Maybe we love con artists because they’re the only people still selling something new
There have been so many of these now that it’s difficult to tell them apart. There was the one about the man who matched with women on dating websites by pretending to be the playboy scion to an Israeli diamond fortune – but who was really just spending the money he’d conned out of his previous girlfriend. There was the one about the man who pilfered millions with the line that he was some kind of special operative who spent his life fighting evil forces; in fact he was a gambler, and the black cars that came to pick him up had been sent by the casinos. Then there were the fake German heiress, the fake music festival and something involving a tiger. All featured bright colours and ominous music. There were contrived little cliffhangers at the end of every episode. And they all featured the magic combo of money, desire, and deceit.

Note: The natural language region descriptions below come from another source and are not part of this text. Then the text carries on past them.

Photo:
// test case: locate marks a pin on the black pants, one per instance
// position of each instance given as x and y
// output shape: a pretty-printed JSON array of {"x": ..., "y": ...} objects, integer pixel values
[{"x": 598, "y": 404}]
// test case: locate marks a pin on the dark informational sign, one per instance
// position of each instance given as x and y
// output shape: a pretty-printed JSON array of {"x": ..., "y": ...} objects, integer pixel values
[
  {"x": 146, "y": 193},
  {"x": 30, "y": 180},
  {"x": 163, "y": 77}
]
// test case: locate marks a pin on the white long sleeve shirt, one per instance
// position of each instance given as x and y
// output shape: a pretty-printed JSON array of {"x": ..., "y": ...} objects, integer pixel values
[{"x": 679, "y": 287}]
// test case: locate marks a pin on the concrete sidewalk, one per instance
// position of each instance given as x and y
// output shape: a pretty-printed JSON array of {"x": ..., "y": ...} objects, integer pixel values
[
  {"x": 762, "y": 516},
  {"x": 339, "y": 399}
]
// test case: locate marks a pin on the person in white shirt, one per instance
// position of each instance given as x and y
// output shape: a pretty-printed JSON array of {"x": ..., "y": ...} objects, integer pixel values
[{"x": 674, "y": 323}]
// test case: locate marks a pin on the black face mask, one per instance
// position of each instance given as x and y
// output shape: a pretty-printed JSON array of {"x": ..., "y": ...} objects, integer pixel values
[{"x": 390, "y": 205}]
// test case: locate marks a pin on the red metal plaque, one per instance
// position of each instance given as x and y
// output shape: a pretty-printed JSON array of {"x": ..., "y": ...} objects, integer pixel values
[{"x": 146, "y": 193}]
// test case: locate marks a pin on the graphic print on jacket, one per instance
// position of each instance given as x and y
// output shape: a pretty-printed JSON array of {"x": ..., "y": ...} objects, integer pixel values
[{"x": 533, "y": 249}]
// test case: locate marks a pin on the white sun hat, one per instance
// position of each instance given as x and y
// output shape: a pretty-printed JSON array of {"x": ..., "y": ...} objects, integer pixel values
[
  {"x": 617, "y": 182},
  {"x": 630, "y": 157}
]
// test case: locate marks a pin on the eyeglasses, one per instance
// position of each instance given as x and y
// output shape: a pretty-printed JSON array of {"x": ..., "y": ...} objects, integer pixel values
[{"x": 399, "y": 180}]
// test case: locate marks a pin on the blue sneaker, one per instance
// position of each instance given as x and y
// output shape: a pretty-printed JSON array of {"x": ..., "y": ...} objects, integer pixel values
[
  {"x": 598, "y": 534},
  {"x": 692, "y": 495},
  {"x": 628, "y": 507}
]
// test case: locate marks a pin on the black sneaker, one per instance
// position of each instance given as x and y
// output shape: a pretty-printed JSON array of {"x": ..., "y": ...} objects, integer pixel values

People love these stories. We want to hear about some warming, charming, gregarious creature with a heart like an icicle, predating on other human beings, manipulating their feelings, getting rich. We like it when they succeed, when they get to lead the high life: the fast cars and models and celebrity friends. It’s wish fulfilment. You too could inhabit this wonderful world of laughter and leisure. You too could turn your fantasies into fact by sheer force of will, if you just believed in it enough.